You configure rules for SSH proxy permissions for the SSH profile. These rules specify what channel actions are allowed for all users and for selected users. A
channel action
is an action on a channel, A single SSH connection may contain multiple channels and actions, such as
Shell
,
SCP Up
, and others. The channel actions you can use in rules are shown in columns in the user interface.
  1. Click
    Configuration
    SECURITY
    Shared Security
    SSH Profiles
    .
  2. Click the name of the SSH profile for which you want to configure permissions.
  3. On the left, click
    SSH Proxy Permissions
    , and then click the
    Create Rule
    button.
    Each SSH profile has the rule DEFAULT ACTIONS defined, which initially allows all listed permissions for all users with no logging enabled. You can modify the permission and logging options for the DEFAULT ACTIONS rule. Review the DEFAULT ACTIONS rule before you create a new rule for specific users.
    A new row appears in the table of rules. The row contains a rule template, including defaults, for the new rule.
  4. Click the pencil icon next to the name of the rule to edit the default rule properties.
  5. In the
    Name
    field, type a more meaningful name for the rule.
  6. Create the list of SSH user accounts handled by the rule, by adding and removing those accounts from the
    Users
    column.
    • Add a new SSH user account to the list by typing the account name in the empty
      Users
      field, and then clicking
      Add
      to the right of that field.
    • Delete an existing SSH user account from the list by clicking
      X
      to the right of the user account.
  7. Review and, if needed, modify each SSH channel action. You can set each of the SSH channel actions listed in the table columns (such as
    Shell
    , or
    Sub System
    ) to one of these options:
    • Allow
      permits the session to be set up for the SSH channel action. This is the default.
    • Disallow
      denies an SSH channel action, and sends a
      command not accepted
      message. Note that many SSH clients disconnect when this occurs.
    • Terminate
      ends an SSH connection by sending a reset message when a channel action is received.
    • Unspecified
      indicates that the DEFAULT ACTIONS rule value be used for the rule. The DEFAULT ACTIONS rule is shown at the bottom of the rule list.
  8. To enable logging for any action, select the
    Log
    check box below the SSH channel action.
  9. Review your settings, and click
    Save
    .
The SSH proxy permissions are defined for the SSH profile.
If they are not already defined, you can now configure the authentication keys to complete the SSH profile.

Configure SSH authentication keys

You must create an SSH profile before you can configure the authentication keys for that profile.
You use the Key Management tab to configure authentication key information for the SSH profile, such as proxy client authentication, proxy server authentication, and real server authentication.
  1. Log in to the BIG-IQ Centralized Management system with your user name and password.

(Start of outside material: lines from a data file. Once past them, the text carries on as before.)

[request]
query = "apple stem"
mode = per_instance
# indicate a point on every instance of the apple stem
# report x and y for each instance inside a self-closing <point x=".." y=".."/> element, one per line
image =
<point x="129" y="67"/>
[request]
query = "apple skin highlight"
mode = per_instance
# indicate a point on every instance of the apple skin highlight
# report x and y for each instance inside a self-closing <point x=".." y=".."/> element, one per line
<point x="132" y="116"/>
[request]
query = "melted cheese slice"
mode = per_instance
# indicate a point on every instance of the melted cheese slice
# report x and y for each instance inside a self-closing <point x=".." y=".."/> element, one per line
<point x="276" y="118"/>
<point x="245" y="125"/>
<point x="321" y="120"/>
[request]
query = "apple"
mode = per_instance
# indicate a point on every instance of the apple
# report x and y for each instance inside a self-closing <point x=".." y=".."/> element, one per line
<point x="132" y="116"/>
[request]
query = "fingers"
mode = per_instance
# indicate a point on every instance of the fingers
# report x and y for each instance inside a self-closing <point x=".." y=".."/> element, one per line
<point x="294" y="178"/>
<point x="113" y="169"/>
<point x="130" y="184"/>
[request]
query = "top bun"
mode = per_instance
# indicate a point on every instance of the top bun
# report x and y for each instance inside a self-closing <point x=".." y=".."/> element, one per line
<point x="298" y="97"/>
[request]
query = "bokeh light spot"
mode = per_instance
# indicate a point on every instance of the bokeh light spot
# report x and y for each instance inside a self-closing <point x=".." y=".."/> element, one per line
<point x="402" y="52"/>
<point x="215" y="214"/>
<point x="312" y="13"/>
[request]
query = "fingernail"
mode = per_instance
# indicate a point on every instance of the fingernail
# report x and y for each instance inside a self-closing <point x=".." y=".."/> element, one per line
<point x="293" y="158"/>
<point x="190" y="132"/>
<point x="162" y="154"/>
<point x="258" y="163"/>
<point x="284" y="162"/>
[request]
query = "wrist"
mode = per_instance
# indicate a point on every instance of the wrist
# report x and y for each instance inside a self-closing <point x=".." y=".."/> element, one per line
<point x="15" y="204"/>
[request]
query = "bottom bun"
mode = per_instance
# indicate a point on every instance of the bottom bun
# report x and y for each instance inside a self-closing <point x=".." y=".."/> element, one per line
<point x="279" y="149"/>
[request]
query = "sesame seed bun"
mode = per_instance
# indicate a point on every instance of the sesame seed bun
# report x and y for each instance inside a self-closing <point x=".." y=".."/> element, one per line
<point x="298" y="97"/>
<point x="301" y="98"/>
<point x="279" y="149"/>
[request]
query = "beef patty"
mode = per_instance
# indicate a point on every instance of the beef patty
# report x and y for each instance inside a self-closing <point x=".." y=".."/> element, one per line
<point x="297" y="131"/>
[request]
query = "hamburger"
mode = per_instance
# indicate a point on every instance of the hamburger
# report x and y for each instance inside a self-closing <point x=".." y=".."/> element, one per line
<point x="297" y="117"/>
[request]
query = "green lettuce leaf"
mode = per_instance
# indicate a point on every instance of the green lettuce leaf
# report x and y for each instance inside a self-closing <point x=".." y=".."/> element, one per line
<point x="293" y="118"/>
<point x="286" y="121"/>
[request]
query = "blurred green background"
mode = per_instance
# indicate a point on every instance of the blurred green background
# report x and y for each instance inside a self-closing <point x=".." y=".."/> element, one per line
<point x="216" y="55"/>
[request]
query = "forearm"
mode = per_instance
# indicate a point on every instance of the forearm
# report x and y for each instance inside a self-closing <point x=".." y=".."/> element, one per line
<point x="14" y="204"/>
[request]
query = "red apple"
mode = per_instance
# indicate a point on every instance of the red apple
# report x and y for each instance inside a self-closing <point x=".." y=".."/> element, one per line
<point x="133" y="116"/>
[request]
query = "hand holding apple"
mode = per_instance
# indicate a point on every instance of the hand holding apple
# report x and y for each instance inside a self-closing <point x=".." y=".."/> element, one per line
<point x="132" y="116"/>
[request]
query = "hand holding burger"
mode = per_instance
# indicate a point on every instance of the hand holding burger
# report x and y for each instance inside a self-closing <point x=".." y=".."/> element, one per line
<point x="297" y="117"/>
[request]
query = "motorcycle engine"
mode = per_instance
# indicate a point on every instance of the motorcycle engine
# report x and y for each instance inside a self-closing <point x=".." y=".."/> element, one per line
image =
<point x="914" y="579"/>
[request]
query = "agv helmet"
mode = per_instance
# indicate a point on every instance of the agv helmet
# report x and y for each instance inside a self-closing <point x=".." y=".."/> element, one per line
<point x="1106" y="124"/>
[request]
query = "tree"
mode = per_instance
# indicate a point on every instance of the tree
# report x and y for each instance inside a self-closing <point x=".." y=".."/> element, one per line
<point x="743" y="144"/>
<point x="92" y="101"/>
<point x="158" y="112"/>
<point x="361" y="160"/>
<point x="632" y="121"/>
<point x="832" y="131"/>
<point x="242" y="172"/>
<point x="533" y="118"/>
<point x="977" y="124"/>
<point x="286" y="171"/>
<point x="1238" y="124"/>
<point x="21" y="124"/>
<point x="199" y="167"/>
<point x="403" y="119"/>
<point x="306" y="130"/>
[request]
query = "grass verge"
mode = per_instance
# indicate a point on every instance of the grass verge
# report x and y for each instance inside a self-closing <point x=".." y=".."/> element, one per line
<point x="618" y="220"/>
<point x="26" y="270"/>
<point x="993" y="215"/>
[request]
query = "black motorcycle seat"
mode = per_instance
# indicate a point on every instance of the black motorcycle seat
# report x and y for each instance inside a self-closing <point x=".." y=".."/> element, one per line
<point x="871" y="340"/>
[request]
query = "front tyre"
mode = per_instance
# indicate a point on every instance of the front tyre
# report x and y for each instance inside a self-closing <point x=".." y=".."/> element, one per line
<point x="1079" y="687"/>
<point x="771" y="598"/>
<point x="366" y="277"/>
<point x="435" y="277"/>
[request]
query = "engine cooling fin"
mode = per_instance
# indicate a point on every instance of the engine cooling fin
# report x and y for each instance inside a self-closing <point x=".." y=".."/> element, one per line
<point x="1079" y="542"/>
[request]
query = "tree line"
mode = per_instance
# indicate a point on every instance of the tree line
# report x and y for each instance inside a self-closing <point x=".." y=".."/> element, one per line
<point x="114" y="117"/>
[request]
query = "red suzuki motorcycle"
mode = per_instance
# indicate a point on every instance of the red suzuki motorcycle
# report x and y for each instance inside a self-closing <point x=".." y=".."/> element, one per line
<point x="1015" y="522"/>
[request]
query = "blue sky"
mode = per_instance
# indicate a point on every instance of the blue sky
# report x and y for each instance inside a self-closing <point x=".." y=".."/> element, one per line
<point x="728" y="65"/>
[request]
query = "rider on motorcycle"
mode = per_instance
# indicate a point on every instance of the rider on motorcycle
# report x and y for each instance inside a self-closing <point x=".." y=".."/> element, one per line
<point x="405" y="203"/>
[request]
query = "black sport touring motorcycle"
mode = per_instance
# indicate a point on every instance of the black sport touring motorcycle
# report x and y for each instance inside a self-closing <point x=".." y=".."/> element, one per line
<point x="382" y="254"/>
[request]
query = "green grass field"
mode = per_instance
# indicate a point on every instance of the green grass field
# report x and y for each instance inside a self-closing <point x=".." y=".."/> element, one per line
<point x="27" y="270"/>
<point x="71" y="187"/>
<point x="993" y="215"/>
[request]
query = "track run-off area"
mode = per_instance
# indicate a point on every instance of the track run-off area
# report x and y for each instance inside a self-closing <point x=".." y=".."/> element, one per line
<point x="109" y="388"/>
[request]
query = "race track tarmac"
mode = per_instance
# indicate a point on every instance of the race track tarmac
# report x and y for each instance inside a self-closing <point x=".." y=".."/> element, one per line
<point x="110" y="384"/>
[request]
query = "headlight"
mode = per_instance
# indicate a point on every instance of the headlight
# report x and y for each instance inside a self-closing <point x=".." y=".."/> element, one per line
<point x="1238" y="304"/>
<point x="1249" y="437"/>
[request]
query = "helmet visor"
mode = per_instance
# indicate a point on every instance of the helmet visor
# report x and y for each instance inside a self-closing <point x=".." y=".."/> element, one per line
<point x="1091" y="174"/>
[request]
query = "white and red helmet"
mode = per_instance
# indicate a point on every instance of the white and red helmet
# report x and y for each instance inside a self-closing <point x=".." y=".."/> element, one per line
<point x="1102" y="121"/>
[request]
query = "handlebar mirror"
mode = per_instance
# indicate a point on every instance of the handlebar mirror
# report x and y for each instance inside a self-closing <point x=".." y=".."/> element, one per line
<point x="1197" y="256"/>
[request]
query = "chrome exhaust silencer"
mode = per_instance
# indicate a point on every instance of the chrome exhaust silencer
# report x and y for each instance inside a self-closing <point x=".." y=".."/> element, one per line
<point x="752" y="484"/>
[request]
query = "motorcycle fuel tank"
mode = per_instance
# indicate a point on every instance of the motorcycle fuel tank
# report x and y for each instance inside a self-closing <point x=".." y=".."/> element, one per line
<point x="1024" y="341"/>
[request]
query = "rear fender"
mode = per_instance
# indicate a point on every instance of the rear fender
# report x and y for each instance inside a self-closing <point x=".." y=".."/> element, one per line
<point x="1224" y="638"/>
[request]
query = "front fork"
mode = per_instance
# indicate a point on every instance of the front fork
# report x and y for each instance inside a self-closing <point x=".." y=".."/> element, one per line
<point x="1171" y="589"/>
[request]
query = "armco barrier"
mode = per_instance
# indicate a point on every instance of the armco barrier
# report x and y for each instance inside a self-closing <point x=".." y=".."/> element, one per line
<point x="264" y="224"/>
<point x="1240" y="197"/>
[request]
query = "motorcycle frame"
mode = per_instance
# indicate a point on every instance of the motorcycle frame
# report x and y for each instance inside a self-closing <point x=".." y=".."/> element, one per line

  2. At the top left of the screen, select
    Network Security
    from the BIG-IQ menu.
  3. Click
    Shared Security
    from the top menu bar, and then from the list on the left, click
    SSH Profiles
    .
  4. Click the name of the SSH profile on which you want to configure authentication keys.
  5. Click the Key Management tab and click
    Add
    .
    A popup screen opens where you supply authentication key information.
  6. In the
    Name
    field, type a name for the authentication information.
  7. Supply the public, and if needed, private keys for the authentication types to be used in the fields provided.
    Proxy client authentication and Proxy server authentication require both a public and a private key. Real server authentication requires only a public key. Refer to the BIG-IPAFM documentation on how to generate and use these keys.
  8. Click
    Add
    to add the new authentication information and close the popup screen.
  9. Review your settings, and click
    Save
    .
The authentication keys are defined for the SSH profile.
If not already defined, you can now configure the SSH proxy permissions to complete the SSH profile.